用c语言解决下述问题:描述: Erik is a knight who can save the princess out of the maze, so Erik walked into the maze, a 4-direction maze (left, up, right, down), and found the princess. Now Erik wants to walk to the exit of the maze. Luckily Erik has a map of this maze. The maze consists of n*m grids, with each grid being one of the following types: T: representing Erik can walk to this grid. F: representing Erik cannot walk to this grid, because of danger. B: representing Erik's beginning position. E: representing the exit of the maze. If the grid's type is T and Erik walks from this gird to another, then the gird's type will change to F. Also, Erik cannot pass B and E twice or more. Now, Erik wants to know how many different ways he can get out of the maze. 输入:The first line contains two integers n and m (1<=n<=6,1<=m<=6). There are n more lines in the case, each of which includes m characters.
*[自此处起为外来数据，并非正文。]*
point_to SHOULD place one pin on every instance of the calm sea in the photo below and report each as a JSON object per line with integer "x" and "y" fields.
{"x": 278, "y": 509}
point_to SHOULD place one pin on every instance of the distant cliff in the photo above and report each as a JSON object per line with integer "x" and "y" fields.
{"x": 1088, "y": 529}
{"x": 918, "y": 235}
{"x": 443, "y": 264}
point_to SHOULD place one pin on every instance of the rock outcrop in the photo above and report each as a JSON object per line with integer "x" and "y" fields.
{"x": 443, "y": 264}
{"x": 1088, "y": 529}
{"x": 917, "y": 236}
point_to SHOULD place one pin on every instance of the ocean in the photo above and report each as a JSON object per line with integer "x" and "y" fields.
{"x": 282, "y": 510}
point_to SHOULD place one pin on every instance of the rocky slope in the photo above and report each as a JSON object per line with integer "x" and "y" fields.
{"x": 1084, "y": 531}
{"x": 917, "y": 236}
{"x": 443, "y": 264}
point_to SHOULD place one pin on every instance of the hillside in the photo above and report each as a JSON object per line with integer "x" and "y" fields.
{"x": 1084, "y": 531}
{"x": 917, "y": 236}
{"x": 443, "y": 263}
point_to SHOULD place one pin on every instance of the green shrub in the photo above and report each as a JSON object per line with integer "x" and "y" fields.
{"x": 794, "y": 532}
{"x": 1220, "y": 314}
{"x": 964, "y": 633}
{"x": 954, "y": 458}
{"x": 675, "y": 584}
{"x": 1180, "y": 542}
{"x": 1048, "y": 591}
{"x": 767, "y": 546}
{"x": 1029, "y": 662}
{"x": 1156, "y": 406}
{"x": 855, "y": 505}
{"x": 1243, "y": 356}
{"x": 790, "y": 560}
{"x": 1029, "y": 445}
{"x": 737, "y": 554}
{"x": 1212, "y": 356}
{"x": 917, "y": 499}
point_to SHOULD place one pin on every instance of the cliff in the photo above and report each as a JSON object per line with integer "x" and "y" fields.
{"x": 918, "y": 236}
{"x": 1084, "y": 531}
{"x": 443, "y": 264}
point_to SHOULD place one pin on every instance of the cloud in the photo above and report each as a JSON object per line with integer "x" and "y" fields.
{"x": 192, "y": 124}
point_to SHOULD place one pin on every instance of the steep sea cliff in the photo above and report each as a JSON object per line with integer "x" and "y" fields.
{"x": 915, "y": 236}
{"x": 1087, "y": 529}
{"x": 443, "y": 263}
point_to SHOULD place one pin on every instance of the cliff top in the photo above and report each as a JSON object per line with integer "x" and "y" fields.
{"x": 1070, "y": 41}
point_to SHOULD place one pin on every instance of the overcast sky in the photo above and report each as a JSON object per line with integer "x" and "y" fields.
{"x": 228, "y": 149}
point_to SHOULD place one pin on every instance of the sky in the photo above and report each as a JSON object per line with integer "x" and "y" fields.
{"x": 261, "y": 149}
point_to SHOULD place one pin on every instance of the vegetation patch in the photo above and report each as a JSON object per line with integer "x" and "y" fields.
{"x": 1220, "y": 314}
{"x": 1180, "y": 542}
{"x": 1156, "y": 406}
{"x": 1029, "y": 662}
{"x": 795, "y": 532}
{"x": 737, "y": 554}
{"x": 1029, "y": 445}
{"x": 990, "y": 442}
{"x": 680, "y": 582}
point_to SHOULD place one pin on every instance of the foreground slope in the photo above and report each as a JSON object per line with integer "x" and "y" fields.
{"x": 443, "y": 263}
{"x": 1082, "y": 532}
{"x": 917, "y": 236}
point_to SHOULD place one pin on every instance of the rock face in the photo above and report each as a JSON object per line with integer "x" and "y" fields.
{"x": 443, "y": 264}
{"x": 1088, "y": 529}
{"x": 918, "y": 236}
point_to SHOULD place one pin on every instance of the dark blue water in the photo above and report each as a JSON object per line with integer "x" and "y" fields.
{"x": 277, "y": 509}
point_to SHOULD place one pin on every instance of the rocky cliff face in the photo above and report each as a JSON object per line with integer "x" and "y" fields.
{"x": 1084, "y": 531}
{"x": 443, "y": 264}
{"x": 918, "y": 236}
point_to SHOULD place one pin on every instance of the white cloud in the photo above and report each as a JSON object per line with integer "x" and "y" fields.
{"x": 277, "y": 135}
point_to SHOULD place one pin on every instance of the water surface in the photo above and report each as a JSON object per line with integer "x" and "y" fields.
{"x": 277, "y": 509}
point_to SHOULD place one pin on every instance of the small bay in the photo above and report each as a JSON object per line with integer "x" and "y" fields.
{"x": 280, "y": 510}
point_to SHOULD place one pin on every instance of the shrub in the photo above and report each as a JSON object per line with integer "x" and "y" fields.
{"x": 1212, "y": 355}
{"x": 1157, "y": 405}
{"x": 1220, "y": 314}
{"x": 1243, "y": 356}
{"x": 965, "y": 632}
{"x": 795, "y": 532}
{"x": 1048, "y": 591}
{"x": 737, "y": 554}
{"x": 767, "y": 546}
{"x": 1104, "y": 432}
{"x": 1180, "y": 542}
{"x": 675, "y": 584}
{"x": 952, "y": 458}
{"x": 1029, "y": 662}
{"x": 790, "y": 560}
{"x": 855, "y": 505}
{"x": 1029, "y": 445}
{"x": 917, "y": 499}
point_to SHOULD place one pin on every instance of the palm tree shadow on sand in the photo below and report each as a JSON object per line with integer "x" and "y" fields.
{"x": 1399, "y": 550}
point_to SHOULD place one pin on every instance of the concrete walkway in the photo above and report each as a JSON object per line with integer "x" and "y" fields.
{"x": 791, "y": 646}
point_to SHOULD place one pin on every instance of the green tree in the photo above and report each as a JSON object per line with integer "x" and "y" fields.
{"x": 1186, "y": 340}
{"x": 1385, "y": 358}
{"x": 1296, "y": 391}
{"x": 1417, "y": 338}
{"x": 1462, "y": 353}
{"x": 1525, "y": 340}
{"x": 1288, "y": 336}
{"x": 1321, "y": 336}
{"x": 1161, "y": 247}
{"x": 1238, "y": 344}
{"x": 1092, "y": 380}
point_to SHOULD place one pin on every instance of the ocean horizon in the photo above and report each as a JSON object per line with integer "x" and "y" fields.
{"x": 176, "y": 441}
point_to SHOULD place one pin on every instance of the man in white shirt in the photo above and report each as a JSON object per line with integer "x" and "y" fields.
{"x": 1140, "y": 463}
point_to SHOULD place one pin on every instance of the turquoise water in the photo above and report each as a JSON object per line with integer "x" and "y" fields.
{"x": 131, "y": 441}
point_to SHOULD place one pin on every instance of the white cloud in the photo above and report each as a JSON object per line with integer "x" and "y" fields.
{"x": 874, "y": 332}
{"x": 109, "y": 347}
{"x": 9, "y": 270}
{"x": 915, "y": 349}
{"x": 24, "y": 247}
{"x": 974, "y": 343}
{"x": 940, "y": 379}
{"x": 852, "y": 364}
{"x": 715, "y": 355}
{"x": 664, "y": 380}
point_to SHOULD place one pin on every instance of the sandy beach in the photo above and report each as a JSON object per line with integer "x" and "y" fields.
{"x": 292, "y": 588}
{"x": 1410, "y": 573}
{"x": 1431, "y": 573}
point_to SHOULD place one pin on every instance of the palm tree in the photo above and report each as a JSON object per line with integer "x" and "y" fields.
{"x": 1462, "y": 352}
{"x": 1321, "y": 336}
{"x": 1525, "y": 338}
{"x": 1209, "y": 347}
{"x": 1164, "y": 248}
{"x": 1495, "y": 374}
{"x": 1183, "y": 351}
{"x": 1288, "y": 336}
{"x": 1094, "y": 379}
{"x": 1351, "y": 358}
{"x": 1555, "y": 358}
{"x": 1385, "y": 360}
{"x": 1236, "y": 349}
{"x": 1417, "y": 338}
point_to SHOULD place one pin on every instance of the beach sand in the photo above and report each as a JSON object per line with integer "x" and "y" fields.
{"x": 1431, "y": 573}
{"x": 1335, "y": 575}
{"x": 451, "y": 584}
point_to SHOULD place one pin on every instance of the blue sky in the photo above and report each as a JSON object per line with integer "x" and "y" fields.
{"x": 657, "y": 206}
Each character represents the type of a grid, that is, T, F, B or E. 输出:Output a number representing the number of different ways in which Erik can get out of the maze.
时间: 2024-02-19 10:57:23 浏览: 25
以下是用C语言实现该问题的代码:
```c
#include <stdio.h>
int n, m, count = 0;
char maze[6][6];
void dfs(int x, int y) {
if (maze[x][y] == 'E') { // 到达出口
count++;
return;
}
if (maze[x][y] == 'F' || maze[x][y] == 'B') { // 不可到达或已经访问过
return;
}
char temp = maze[x][y];
maze[x][y] = 'B'; // 标记当前位置为已访问
dfs(x-1, y); // 上
dfs(x+1, y); // 下
dfs(x, y-1); // 左
dfs(x, y+1); // 右
maze[x][y] = temp; // 恢复当前位置的状态
}
int main() {
scanf("%d %d", &n, &m);
for (int i = 0; i < n; i++) {
scanf("%s", maze[i]);
}
for (int i = 0; i < n; i++) {
for (int j = 0; j < m; j++) {
if (maze[i][j] == 'B') { // 从起点开始遍历
dfs(i, j);
break;
}
}
}
printf("%d\n", count);
return 0;
}
```
该代码使用深度优先搜索(DFS)算法解决该问题,定义了一个 `dfs()` 函数,用于递归遍历迷宫,并使用一个全局变量 `count` 记录可行的路径数。首先读入迷宫的大小和每个位置的类型,然后从起点开始遍历,每次遍历到一个可达的位置时将其标记为已访问,并向上、下、左、右四个方向递归遍历,最后恢复当前位置的状态。另外,如果遍历到终点,将 `count` 加 1。最后输出 `count` 即可得到可行的路径数。